Do not use the operating system'sKILLcommand to cancel any YMatrix database process.
Superuser role members can use the gp_toolkit.pg_resgroup_move_query() function to move a running query from one resource group to another without stopping the query. This function can improve query performance by moving long-running queries to a resource group with higher resource allocation or availability.
pg_resgroup_move_query() moves only the specified query to the target resource group. Subsequent queries submitted by the session remain assigned to the original resource group.
Note!
Only active or running queries can be moved to a new resource group. Queued or suspended queries in an idle state cannot be moved due to concurrency or memory constraints.
pg_resgroup_move_query() requires the process ID (pid) of the running query and the name of the destination resource group.
pg_resgroup_move_query(pid int4, group_name text);
As described in "Cancel transactions running or queued in a resource group", you can use the gp_toolkit.gp_resgroup_status view to list each resource group's name, ID, and status.
When pg_resgroup_move_query() is called, the running query becomes subject to the configuration limits of the target resource group, including concurrency and memory limits.
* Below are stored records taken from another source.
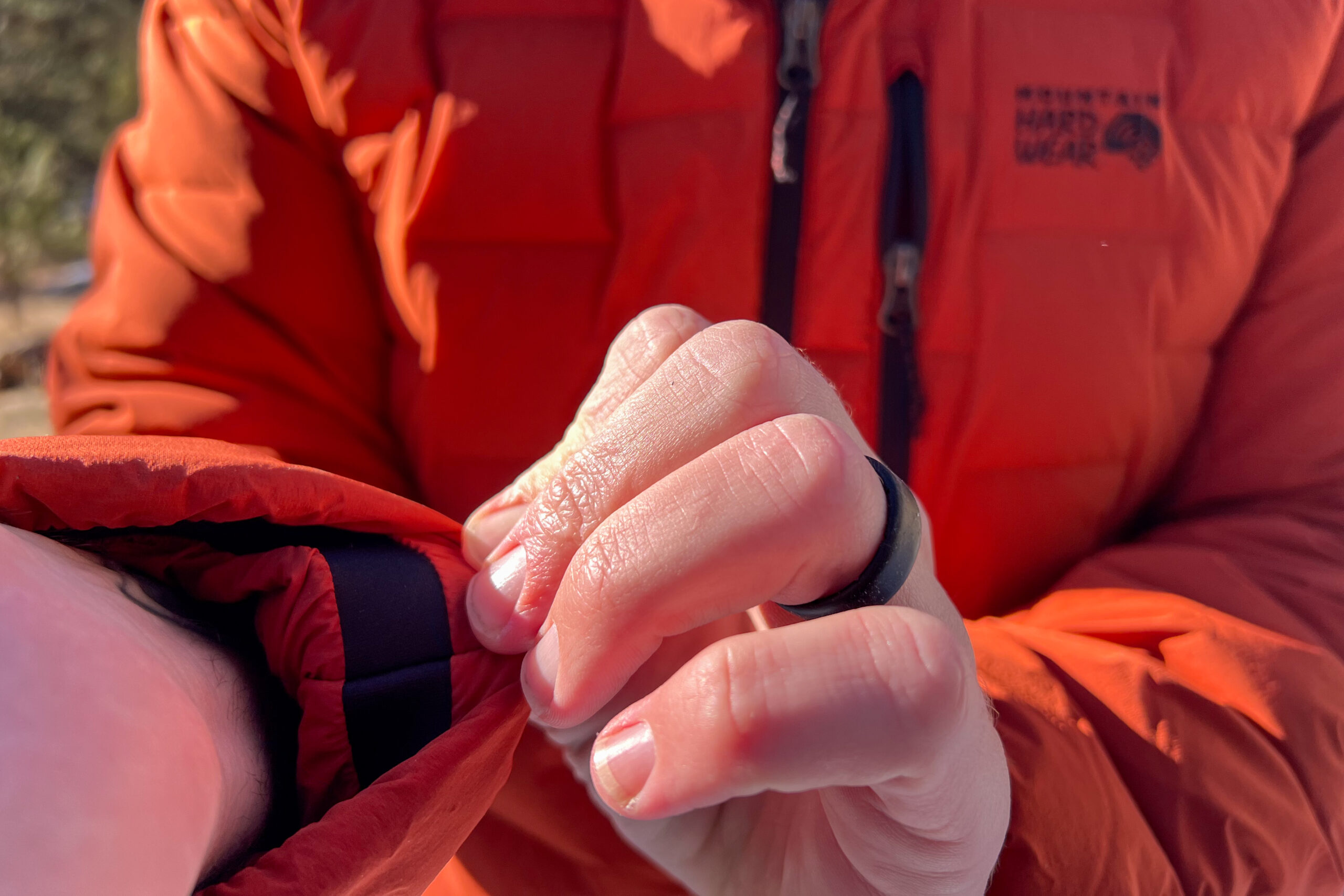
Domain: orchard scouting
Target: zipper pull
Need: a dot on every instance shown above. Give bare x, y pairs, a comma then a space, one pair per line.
899, 299
802, 53
799, 73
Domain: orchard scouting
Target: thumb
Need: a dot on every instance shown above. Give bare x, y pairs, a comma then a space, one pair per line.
637, 351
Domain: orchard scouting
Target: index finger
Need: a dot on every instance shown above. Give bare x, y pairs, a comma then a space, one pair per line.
639, 350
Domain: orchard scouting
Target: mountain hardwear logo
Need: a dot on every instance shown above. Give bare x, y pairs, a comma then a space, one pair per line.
1064, 125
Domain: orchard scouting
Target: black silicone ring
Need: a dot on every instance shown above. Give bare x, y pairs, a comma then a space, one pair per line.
890, 566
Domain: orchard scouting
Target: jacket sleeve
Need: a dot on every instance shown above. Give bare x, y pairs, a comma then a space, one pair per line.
233, 293
1174, 712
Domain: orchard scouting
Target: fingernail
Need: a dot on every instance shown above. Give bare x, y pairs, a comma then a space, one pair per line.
624, 761
492, 593
539, 675
486, 530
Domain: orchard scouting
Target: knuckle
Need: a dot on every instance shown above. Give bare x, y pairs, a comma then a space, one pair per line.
572, 503
917, 660
729, 671
747, 363
808, 458
667, 320
594, 568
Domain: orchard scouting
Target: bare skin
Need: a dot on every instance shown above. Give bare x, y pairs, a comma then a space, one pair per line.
131, 755
710, 471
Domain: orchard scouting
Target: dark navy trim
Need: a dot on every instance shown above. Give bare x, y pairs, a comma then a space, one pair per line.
398, 693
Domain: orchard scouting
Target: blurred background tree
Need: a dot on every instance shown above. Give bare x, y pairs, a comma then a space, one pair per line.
68, 78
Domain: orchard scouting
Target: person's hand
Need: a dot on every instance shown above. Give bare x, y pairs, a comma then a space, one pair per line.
713, 469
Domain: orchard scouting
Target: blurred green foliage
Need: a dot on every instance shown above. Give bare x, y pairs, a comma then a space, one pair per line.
68, 77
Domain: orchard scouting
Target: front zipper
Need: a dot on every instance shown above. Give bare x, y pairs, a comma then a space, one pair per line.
797, 73
905, 227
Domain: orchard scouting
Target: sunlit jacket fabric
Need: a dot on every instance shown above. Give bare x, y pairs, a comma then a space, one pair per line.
298, 550
392, 239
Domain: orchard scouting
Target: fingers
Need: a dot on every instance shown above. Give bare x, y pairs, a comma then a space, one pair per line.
853, 700
721, 383
639, 350
786, 511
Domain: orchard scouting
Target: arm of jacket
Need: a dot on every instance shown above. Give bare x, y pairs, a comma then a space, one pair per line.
398, 727
1174, 714
233, 296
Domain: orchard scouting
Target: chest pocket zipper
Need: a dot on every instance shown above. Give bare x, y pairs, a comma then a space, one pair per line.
904, 231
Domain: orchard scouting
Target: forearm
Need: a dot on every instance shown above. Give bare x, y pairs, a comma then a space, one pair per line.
133, 760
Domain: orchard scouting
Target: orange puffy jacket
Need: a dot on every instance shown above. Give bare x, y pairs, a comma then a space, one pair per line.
390, 698
392, 238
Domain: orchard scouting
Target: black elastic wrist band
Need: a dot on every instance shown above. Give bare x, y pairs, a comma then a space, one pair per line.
890, 566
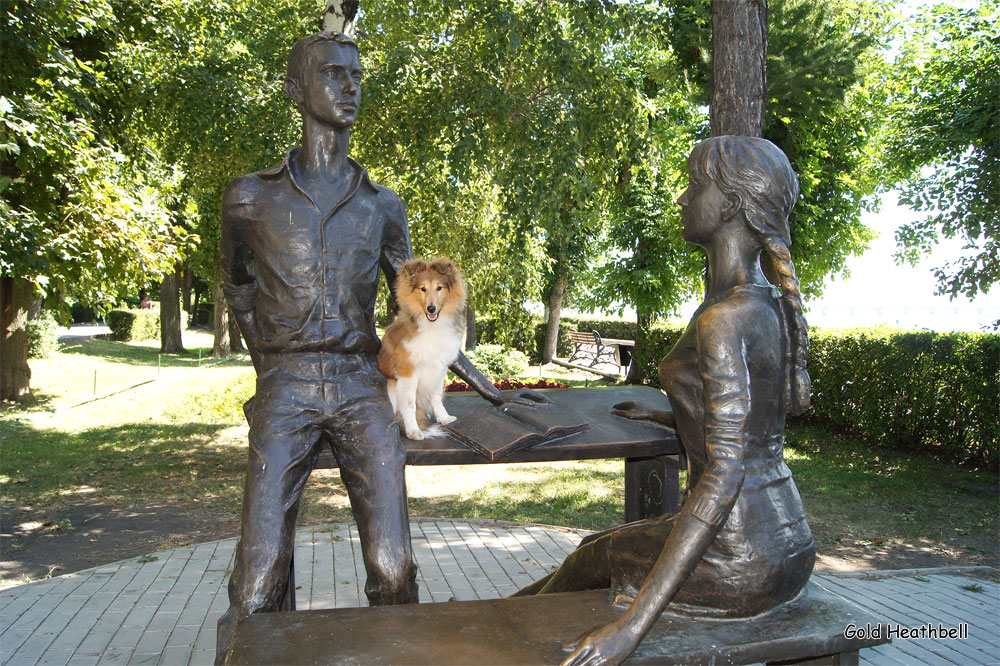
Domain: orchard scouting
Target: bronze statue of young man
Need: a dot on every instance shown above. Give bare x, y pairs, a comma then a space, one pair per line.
303, 244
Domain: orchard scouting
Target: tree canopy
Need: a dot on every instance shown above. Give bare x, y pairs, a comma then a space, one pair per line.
944, 97
82, 214
541, 145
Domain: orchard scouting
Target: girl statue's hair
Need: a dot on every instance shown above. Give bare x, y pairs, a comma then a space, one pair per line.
760, 175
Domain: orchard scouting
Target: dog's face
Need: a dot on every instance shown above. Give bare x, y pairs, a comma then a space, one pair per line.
428, 289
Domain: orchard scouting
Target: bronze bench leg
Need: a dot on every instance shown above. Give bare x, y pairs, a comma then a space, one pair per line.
651, 487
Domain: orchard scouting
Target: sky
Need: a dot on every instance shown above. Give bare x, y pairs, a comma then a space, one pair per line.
879, 291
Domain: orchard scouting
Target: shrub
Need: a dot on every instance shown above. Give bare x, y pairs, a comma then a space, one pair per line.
498, 362
128, 325
43, 335
924, 390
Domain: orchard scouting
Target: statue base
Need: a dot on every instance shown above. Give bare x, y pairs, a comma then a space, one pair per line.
532, 630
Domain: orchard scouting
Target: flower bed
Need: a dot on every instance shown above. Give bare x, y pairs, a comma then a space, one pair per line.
507, 385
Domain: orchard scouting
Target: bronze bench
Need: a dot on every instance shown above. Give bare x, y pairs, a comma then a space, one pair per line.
531, 630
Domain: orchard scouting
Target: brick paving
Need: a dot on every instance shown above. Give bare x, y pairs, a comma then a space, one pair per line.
164, 611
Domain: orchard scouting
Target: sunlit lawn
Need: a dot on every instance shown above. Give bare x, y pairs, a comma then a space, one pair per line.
183, 436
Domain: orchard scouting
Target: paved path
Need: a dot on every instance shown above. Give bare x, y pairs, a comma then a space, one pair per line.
164, 611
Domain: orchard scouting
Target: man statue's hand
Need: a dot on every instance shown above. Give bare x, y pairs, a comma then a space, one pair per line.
526, 397
632, 409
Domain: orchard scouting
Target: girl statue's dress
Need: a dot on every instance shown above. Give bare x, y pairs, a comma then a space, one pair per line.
740, 545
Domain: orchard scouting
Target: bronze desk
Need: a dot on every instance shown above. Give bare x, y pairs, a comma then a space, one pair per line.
651, 452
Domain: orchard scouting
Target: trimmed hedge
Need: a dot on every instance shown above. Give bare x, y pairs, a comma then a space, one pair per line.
137, 324
497, 362
43, 335
939, 392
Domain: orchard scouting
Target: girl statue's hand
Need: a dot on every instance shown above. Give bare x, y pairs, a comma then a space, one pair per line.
610, 644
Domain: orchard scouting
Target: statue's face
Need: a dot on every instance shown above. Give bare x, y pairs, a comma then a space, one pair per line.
329, 87
704, 208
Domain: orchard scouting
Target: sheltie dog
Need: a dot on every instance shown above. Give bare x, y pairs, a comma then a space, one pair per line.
423, 340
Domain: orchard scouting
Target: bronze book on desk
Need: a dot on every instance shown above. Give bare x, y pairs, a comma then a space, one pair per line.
499, 432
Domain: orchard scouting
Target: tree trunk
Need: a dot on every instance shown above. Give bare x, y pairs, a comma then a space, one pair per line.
186, 285
559, 284
235, 340
220, 324
470, 329
739, 81
16, 298
193, 319
170, 314
640, 353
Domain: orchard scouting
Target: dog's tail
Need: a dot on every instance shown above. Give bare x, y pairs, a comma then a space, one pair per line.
428, 426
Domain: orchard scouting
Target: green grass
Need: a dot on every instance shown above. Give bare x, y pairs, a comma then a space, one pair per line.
183, 439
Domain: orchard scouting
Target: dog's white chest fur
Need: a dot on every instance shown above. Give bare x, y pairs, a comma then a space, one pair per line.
435, 346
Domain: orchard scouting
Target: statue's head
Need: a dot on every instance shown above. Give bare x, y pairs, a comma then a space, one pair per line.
324, 78
755, 171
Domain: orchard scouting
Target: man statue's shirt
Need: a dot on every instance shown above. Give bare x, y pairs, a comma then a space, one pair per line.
311, 274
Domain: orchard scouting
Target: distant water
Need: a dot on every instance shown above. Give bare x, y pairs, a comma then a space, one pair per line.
936, 317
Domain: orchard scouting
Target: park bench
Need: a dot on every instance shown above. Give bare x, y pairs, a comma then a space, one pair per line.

If the target resource group has reached its concurrency limit, the database queues the query until a slot becomes available, or queues it for the number of milliseconds specified by gp_resource_group_queuing_timeout if set.
If the target resource group has free slots, pg_resgroup_move_query() attempts to transfer slot ownership to the target process, waiting up to the number of milliseconds specified by gp_resource_group_move_timeout. If the target process fails to respond within gp_resource_group_queuing_timeout, the database returns an error.
If pg_resgroup_move_query() is canceled but the target process has already acquired a slot, the segment process does not move to the new group, and the target process retains the slot. This inconsistent state is resolved when the transaction ends or when the next command is dispatched by the target process within the same transaction.
If the target resource group does not have sufficient available memory to meet the query’s current memory requirements, the database returns an error. You may either increase the shared memory allocated to the target resource group or wait until some running queries complete before calling the function again.
After moving a query, there is no guarantee that currently running queries in the target resource group will stay within the group's memory quota. In such cases, one or more running queries in the target group—including the moved query—may fail. To minimize this risk, reserve sufficient global shared memory for the resource group.